Blog & Company News

May 24, 2013

3 Surprising Ways to Measure Your Small Business’ Performance

In business, we’re mostly trained to measure the success and vitality of our company using a small set of standards. Largely, this has to do with looking at profit and loss. In principle, this seems like a pretty solid way to measure how healthy your company is; making money is the point, right? It’s so easy to get pulled in a thousand directions by all the day-to-day things happening with your small business that it makes sense to take a step back and look at the hard numbers to determine if you’re truly on the right path. To an extent, this is true. Keeping an eye on your P&L is never a bad idea. But using it as the sole measure of performance is not only limiting, it could be completely inaccurate.
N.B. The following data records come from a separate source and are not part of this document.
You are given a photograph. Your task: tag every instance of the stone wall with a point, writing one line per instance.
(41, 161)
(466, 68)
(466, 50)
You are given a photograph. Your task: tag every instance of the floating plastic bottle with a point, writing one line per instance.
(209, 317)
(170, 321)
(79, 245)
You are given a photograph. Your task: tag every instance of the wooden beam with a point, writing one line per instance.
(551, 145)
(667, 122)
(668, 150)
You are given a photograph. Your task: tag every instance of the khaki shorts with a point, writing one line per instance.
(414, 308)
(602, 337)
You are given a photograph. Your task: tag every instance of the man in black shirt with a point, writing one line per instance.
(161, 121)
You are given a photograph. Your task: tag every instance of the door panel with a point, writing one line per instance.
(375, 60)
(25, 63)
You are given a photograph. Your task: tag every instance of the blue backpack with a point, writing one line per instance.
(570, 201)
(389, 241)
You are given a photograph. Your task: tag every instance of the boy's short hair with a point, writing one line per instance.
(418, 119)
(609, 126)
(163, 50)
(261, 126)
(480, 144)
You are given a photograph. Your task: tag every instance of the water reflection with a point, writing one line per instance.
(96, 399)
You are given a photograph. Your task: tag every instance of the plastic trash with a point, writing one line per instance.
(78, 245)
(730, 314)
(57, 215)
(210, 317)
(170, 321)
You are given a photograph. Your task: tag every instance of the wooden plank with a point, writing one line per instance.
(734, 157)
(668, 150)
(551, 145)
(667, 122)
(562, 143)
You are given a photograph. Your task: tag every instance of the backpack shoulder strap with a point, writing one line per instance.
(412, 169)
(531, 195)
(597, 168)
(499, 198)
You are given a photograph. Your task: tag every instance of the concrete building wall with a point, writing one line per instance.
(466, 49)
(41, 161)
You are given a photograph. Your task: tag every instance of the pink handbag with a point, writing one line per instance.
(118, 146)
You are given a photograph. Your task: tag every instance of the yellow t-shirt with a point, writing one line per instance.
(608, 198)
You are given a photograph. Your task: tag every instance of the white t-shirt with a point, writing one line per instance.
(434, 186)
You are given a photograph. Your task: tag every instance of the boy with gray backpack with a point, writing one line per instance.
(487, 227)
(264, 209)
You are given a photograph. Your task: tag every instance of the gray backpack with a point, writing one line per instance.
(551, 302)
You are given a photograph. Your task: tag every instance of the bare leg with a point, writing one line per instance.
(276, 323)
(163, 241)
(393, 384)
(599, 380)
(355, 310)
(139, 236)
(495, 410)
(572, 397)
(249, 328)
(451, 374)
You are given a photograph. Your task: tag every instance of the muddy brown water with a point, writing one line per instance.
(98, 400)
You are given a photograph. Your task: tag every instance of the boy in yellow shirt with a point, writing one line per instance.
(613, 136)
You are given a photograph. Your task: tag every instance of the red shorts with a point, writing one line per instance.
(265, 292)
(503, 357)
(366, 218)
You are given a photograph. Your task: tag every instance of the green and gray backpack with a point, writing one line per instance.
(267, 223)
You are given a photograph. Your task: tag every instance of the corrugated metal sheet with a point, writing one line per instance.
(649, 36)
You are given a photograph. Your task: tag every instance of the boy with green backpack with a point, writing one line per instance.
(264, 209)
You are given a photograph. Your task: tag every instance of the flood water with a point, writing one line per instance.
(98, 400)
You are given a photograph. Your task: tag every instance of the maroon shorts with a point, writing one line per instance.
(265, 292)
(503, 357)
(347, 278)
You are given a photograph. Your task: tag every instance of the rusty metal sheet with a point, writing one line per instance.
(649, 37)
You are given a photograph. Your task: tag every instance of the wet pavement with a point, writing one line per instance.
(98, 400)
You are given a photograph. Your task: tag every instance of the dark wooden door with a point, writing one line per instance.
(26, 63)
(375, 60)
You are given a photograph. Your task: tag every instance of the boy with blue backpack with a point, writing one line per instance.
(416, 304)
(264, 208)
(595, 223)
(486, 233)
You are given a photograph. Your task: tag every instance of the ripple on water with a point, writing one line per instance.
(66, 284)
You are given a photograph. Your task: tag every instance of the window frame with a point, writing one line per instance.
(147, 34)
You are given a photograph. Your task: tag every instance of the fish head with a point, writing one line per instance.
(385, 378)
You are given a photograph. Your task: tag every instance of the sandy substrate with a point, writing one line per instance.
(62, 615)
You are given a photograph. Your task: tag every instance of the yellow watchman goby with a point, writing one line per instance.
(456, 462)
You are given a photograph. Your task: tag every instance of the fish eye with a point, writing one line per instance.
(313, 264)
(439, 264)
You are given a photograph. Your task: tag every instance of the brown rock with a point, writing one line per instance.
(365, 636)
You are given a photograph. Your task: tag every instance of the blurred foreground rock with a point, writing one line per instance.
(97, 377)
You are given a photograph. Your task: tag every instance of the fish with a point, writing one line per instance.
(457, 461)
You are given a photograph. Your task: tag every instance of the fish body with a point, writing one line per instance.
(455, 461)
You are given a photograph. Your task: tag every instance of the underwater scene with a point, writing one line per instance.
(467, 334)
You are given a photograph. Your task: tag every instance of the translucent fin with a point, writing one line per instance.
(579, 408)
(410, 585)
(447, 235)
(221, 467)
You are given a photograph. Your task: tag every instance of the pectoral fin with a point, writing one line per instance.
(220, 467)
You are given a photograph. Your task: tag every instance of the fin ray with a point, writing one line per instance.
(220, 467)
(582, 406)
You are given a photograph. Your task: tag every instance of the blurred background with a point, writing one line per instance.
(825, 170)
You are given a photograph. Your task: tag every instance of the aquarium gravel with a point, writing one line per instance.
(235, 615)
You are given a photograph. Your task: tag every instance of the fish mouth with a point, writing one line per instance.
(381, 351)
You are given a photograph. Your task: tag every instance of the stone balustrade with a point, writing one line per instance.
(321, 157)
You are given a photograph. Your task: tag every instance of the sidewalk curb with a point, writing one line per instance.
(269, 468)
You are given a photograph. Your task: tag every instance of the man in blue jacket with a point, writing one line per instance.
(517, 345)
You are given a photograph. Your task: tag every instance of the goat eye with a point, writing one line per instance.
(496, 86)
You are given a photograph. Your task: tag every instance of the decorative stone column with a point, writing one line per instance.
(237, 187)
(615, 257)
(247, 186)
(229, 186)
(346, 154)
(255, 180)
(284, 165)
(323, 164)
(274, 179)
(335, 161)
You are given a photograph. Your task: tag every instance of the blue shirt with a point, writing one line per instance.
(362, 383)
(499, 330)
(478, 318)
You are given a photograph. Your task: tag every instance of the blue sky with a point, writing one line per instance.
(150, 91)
Here is a list of other factors to examine to give you a more accurate and well-rounded picture of how your small business is truly performing:
  • Number of proposals on the table Maybe potential new clients haven’t officially come into the fold yet, but if your company is engaged in the proposal process with a handful of genuinely promising prospects, that can be a huge indicator of growth that you won’t see by looking at any profit and loss worksheet. This is the kind of factor weighed heavily by the savvy small business owner who knows that a company’s health is more about where they’re going than it is about how they fared in the past.
  • Investments that haven’t returned yet Perhaps your company just hired three absolutely stellar new employees that promise not to just strengthen your current efforts, but to help your business expand and grow. Or maybe you just moved into a new office that is going to infinitely increase your ability to meet with and serve clients effectively. Or you just bought a new piece of machinery that is going to streamline and/or increase production. The point is, there are a lot of low-risk ways you could be investing in your small business that are almost guaranteed to show huge returns, but you’re just not to that point yet. When looking at the books, don’t let an investment turn into a financial hit just because it hasn’t had time to mature and prove fruitful yet.
  • Number of strategic relationships Growing your business isn’t just a matter of increasing sales and number of clients. Well, obviously that’s the bottom line, but going directly for them isn’t the only avenue towards attracting new business. Building new relationships with other people in your industry, or people in adjacent industries with whom you could forge strategic partnerships, is an essential part of establishing you and your company as a brand of thought leadership. There’s a difference between being a company who knows how to go after and lock down new clients, and being the company who people are vying to work with. And that difference has everything to do with how you manage your professional relationships and extend your brand in the personal, real world. So when measuring the current performance status of your small business, be sure to take into account any potentially advantageous new relationships or possible future partnerships you’ve been working on. Raising your company’s industry profile now means raising the bottom line later.